Frequently Asked Questions
How often should I wash my hair if I work out most days?
There is no single rule, but many people with natural or textured hair find that washing once a week, with light scalp refreshes in between, keeps sweat build-up in check without over-drying. Your ideal frequency will depend on how intensely you train, how much you sweat and how your scalp responds.
Is sweat bad for natural hair?
Sweat itself is not harmful, but when it dries it can leave behind salts and minerals that may make hair feel rough or dry. Regular, gentle cleansing of the scalp and adequate conditioning of the lengths help prevent this from becoming an issue.
What’s the best way to protect my hairline while exercising?
Avoid very tight ponytails or braids, use soft, snag-free bands and choose headbands made from smoother fabrics. Applying a small amount of moisturiser or oil to the hairline before training can help minimise friction.
Can I still wear wash-and-go styles if I train frequently?
Yes, but you may need to adapt your routine.
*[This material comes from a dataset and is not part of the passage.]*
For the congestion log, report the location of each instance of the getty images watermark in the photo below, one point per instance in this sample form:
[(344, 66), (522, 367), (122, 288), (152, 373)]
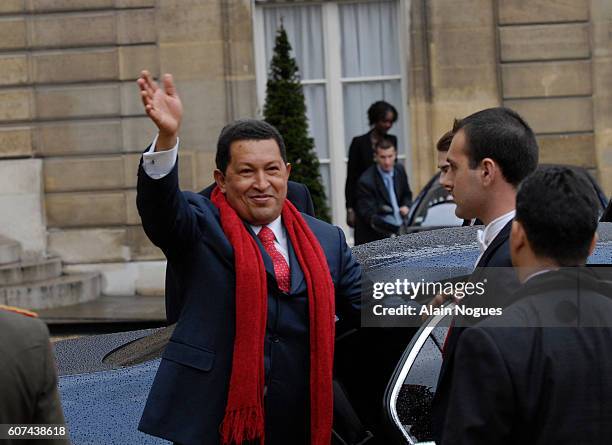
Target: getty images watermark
[(456, 291), (405, 297), (398, 296)]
Like Allison Feaster, focus on a thorough wash day with strong moisture and hold, then accept that some definition will soften over the week as you work out.
How do I refresh my hair after a workout without starting from scratch?
Many active people lightly mist their hair with water or a diluted leave-in, focus on cleansing or wiping the scalp if necessary and then smooth a small amount of product through the hairline and ends. This can revive curls and coils without repeating your entire routine.
Do protective styles make working out easier?
Protective styles such as twists, plaits or braids often make exercise more manageable because they keep strands contained, reduce tangling and help styles last through multiple training sessions with minimal manipulation.